Same business. Completely different relationship to your time and money.
In the first approach, you bought yourself a job. In the second, you bought an asset that pays you whether you show up or not.

The Invoice That Arrives Every Month
Here’s something that might surprise you: you already understand the power of the buying question. You just experience it from the wrong side.
Look at your monthly expenses. Rent or mortgage. Phone bill. Streaming subscriptions. Car payment. Groceries. Coffee. Gas.
Every single one of those bills is an invoice from someone who asked “What should I buy?” instead of “What should I do?”
Your landlord didn’t ask “How can I work harder?” They asked “What property can I buy that people need?”
Netflix didn’t ask “How can we work more hours?” They asked “What content can we buy or create that people will pay for monthly?”
Your phone company didn’t ask “How can we hustle harder?” They asked “What infrastructure can we buy that becomes essential to millions of people?”
Right now, you’re on the paying side of all these relationships. But there’s nothing stopping you from getting on the receiving side.

The Compound Interest of Asking the Right Question
Remember the story about Harry Larson and the coin-operated scales?
Harry was at a pharmacy when someone asked about his weight. He noticed a coin-operated scale nearby, dropped in a penny, and weighed himself. Over the next few minutes, he watched seven more people use the same machine.
Curious, he asked the store owner about it. The owner explained he rented the scale and kept 25% of the revenue — about $20 per month.
Harry went to the bank, withdrew $175, and bought three scales to place in different locations. Soon he was earning $98 per month.
But here’s the crucial part: Harry didn’t stop there. He used the coins from his first three machines to buy more machines. Eventually, he owned 70 scales across the city.
This is what happens when you consistently ask “What should I buy?” instead of “What should I do?”
Each purchase compounds. One scale becomes three. Three becomes ten. Ten becomes seventy. The cash flow from your purchases funds more purchases.
Compare that to the “what should I do” approach: working harder, getting better at weighing people, maybe opening your own scale-weighing service where you personally operate one scale at a time.
Same initial opportunity. Completely different outcomes.

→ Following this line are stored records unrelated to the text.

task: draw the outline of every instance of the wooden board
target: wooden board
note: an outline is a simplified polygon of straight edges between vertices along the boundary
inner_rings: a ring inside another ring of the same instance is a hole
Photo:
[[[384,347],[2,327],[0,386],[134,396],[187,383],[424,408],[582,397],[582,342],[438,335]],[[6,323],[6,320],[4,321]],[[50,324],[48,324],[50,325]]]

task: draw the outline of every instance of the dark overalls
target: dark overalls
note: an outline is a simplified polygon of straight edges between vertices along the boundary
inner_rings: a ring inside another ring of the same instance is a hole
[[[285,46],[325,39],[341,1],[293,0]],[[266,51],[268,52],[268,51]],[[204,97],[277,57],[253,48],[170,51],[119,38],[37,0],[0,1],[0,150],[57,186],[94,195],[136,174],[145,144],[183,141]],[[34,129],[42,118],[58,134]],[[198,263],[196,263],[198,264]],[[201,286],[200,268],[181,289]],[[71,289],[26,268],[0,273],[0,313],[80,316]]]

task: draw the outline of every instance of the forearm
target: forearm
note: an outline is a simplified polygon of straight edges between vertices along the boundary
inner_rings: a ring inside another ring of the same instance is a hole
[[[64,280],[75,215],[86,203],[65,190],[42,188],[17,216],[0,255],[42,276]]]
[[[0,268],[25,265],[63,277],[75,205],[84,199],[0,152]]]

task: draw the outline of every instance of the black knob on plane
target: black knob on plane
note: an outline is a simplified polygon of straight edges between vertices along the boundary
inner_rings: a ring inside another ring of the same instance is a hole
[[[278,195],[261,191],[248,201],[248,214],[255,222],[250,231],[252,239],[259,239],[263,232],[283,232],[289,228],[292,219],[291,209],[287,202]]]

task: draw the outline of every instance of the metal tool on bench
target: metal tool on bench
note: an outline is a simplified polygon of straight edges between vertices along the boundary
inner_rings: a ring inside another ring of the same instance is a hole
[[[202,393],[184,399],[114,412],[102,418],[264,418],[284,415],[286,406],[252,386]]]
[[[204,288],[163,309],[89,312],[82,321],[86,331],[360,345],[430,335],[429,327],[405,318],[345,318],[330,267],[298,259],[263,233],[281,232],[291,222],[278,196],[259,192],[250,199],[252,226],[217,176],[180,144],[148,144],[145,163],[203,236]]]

What This Means for You Right Now
You don’t need to quit your job and buy a laundromat tomorrow. But you can start thinking like someone who asks the buying question.
If you work a regular job, the simplest version is buying shares of businesses instead of just earning wages from them. When you buy stock in Apple, you’re asking “What can I buy?” instead of “What can I do for Apple?”
Those Apple employees wake up Monday morning and make you money. You don’t.
But you can go further. Maybe you start a side business, but you approach it with the buying mindset: What can I purchase or create once that generates ongoing revenue?
A vending machine. A rental property. An online course. A small local business. Digital assets. Anything where people pay you repeatedly for something you bought or built once.
The One Thing to Remember
Every successful investor, from Warren Buffett to your local real estate mogul, made the same mental shift: they stopped asking what they should do and started asking what they should buy. This isn’t about having more money to start with — it’s about directing whatever money you have toward purchases that work for you instead of expenses that work against you. The moment you start asking “What can I buy that people need?” instead of “What should I do to make money?” is the moment you start thinking like a capital owner.
- This week: List your monthly expenses and identify which ones are payments to capital owners (rent, subscriptions, car payments). Notice the pattern.
- This month: Before paying all your bills, set aside 10% to buy something — even if it’s just one share of stock. Pay yourself first, then figure out how to cover the rest.
- This quarter: Pick one small business or investment idea and ask: “What’s the smallest version I can buy or test?” Start there.